Considerando isto, a quem ouvimos, com quem falamos, e para quem somos luta, resistência e apoio? Quais os autores pretos e autoras pretas que temos estudado? Quantas professoras negras, quanto professores negros temos dentro das Academias? Será que mais de 300 anos de escravização de pessoas negras no Brasil não deixaram marcas nessa população? Marcas na sua saúde mental? Qual o papel da Psicologia nesse âmbito e quais as reais contribuições podemos e devemos implementar para que possamos quebrar o mito de uma democracia racial e construirmos uma sociedade e consequentemente uma profissão mais justa e igualitária? Quando as demandas de racismo chegam aos nossos consultórios, serviços públicos, escolas, e até mesmo na Universidade, o que fazemos? O que podemos fazer? Nós estamos escutando? E como estamos fazendo essa escuta?
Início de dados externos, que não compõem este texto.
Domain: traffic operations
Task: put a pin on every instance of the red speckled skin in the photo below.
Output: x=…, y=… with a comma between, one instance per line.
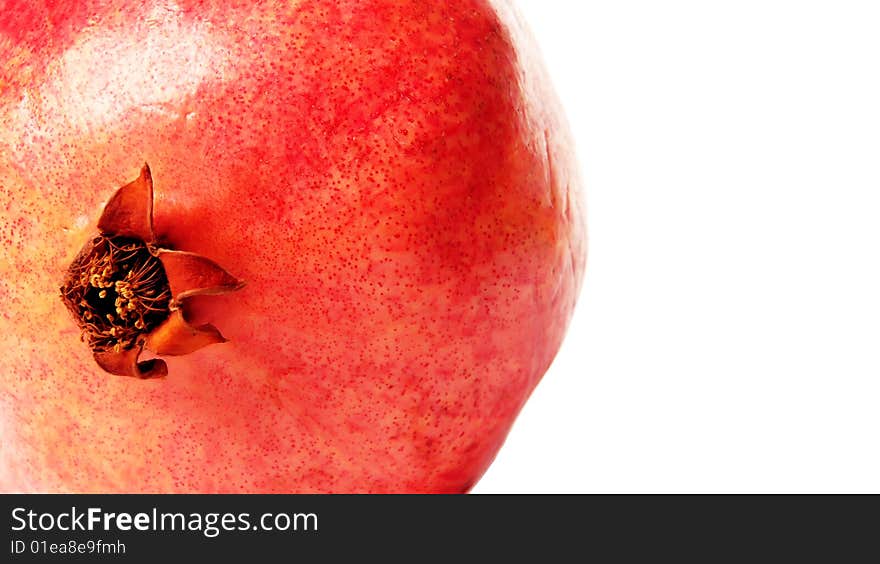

A Consciência Negra dialoga com o ouvir e estar com o outro em seu território e com seus atravessamentos, esse é um dos trajetos para reconstruir o lugar das pessoas pretas e da sua psique, e a Psicologia tem papel fundamental na reconstrução e no ressignificar da existência preta, afinal, como bem pontua o Wade Nobles, é necessário que a população preta volte ao passado, às suas origens, suas histórias, sua ancestralidade, para reconstruir o que foi “esquecido”. E será nessa viagem, nesse contato com as suas verdadeiras raízes que passaremos a sermos sujeitos da nossa própria história, e nós, Psicólogas e Psicólogos, podemos e devemos ser as mediadoras(es) desse processo.